Once the recommended dosage of PES was achieved, three day faecal fat excretion was recorded. All stools were collected between carmine markers into plastic buckets lined with polythene bags. The lipid content of the wet stool was measured,5 and expressed as mean daily fat excretion and coefficient of fat absorption. All patients were receiving greater than 3 g dietary fat/ kg body weight/ day at the time of collection. The upper limit of normal for faecal fat excretion in our laboratory is 5 g/day.
With the exception of one patient, all received standard strength formulations of PES. Of 65 pancreatic insufficient patients under our care, 26 received PES greater than 10 000 units lipase/kg/day. Five were receiving between 10 000 and 11 000 units lipase/kg/day, and were excluded. Of 21 patients receiving greater than 11 000 units lipase/kg/day, 16 (12 male) decreased their lipase dosage to the required level, although one male subsequently required an ileostomy for an unrelated condition (initial dosage 14 700 units lipase/kg/day). All faecal fat collections were successfully completed (n=15) except in one female who refused (initial dosage 14 286 units lipase/kg/day). Five patients were unable to decrease their dose of PES: three categorically refused, one required high strength PES, and one was awaiting a liver transplant. Although these patients were significantly older than those who reduced their PES (11.7v 5.1 years, 95% confidence interval (CI) 3.4, 9.7; p=0.001), there was no significant difference in mean daily dose of PES (17 573 v 14 797 units lipase/kg/day).

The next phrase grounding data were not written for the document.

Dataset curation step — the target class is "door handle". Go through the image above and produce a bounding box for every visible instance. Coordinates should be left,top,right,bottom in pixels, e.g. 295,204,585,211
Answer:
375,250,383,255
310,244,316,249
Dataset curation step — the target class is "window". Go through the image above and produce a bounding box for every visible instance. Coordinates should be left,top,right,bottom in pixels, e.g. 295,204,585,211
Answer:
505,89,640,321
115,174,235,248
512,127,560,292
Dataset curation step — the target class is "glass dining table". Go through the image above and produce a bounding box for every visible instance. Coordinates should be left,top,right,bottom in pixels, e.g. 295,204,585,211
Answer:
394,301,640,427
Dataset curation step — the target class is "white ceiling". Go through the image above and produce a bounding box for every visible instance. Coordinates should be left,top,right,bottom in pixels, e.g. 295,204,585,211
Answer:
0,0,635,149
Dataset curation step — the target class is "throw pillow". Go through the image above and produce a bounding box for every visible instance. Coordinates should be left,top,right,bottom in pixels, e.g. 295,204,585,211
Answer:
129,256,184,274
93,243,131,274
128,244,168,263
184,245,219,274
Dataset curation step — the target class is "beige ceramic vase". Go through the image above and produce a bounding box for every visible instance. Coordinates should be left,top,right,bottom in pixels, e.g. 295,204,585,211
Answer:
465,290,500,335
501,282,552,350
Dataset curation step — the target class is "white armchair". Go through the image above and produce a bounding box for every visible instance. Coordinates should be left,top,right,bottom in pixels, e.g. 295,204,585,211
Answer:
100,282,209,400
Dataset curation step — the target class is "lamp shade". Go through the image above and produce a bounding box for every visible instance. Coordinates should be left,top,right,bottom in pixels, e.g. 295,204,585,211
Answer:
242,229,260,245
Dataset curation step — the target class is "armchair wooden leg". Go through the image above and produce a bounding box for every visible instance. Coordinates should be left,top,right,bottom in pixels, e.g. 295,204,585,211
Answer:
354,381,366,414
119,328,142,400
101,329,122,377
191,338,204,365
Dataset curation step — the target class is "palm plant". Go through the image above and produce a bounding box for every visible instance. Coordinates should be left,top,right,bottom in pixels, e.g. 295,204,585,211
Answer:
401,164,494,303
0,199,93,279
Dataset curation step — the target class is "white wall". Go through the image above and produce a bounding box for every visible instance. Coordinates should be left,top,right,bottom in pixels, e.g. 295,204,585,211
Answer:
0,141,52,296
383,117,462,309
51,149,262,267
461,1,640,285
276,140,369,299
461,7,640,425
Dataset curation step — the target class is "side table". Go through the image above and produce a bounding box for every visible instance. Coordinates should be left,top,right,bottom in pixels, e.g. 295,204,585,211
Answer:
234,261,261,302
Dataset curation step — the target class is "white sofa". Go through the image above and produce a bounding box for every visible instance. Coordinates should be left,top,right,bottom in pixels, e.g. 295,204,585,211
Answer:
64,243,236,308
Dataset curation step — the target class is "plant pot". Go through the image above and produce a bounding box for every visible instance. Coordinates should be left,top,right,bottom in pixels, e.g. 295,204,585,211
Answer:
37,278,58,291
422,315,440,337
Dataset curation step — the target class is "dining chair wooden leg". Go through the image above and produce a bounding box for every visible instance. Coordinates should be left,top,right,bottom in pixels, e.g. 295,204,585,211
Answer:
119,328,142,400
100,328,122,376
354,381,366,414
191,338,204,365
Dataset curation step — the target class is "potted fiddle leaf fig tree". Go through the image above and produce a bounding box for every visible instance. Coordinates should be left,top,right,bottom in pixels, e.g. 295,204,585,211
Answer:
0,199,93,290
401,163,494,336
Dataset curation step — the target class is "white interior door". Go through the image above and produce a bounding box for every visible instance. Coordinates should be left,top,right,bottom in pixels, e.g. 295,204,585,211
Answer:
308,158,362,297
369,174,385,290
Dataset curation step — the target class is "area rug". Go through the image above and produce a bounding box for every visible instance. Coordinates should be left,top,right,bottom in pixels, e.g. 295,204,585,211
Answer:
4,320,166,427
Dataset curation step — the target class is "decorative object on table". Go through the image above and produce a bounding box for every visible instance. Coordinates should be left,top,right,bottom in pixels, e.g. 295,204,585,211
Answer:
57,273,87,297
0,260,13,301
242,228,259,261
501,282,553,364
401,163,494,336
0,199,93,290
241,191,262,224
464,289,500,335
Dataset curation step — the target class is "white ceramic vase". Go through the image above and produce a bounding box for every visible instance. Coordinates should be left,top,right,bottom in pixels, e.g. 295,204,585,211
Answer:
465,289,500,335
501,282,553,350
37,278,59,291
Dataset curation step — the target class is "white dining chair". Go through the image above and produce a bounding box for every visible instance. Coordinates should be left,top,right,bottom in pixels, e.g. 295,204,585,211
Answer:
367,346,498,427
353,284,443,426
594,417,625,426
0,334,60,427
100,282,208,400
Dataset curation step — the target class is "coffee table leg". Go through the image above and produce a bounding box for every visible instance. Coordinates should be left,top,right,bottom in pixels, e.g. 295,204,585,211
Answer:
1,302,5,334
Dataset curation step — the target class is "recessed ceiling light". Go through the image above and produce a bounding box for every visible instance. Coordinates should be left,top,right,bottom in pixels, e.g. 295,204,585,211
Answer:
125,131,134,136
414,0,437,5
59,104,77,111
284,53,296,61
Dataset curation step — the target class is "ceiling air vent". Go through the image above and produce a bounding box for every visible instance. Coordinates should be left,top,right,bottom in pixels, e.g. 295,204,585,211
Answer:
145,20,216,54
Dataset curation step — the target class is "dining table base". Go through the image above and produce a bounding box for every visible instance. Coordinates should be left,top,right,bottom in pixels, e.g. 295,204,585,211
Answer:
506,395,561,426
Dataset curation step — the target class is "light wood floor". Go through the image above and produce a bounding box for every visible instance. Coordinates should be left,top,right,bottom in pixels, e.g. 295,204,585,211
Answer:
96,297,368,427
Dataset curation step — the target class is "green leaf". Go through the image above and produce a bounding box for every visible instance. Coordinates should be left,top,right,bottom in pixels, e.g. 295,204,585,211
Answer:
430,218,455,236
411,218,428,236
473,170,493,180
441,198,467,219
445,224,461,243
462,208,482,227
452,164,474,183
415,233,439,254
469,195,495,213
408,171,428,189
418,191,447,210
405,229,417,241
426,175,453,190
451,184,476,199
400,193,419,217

Table 1 shows PES dosage and anthropometric assessments. Mean follow up was for 1.4 years (range 0.7–2.5 years). Over the same time there was a significant increase in weight SD score, height SD score, and weight/height ratio. Table 2 shows dietary analysis. There were no significant changes in percentage daily energy derived from fat, fat intake, daily energy intake, or energy intake expressed as percentage of requirement.
We have shown, in 15 children with cystic fibrosis, that it is possible to decrease the dose of PES to less than 10 000 units lipase/kg/day with acceptable fat absorption while maintaining nutritional intake.
We are unclear why the decrease in PES was associated with improved growth. Follow up was for at least a year in the majority of cases, and during that period patients were neither offered nor received increased nutrition. All had been diagnosed with cystic fibrosis at least one year before the reduction in PES, and only one child was pubertal. There were no significant changes in their management except that they received increased dietetic input. It is possible that very tight supervision of PES intake might have resulted in more appropriate usage.
The appropriate dose of PES is a balance between sufficient to prevent malabsorption and the increased risk of fibrosing colonopathy with some preparations when given at higher doses. More studies are required to define the maximal safe dosage for PES. Our findings suggest that the dose of PES can be reduced to those recommended in current guidelines in most patients without detriment to growth, and might even improve growth in the long term.
We would like to acknowledge the cooperation of the Biochemistry Laboratory at the University Hospital of Wales in analysing the faecal fat. With special thanks to Dr I McDowell and Mrs Heather Wheatley.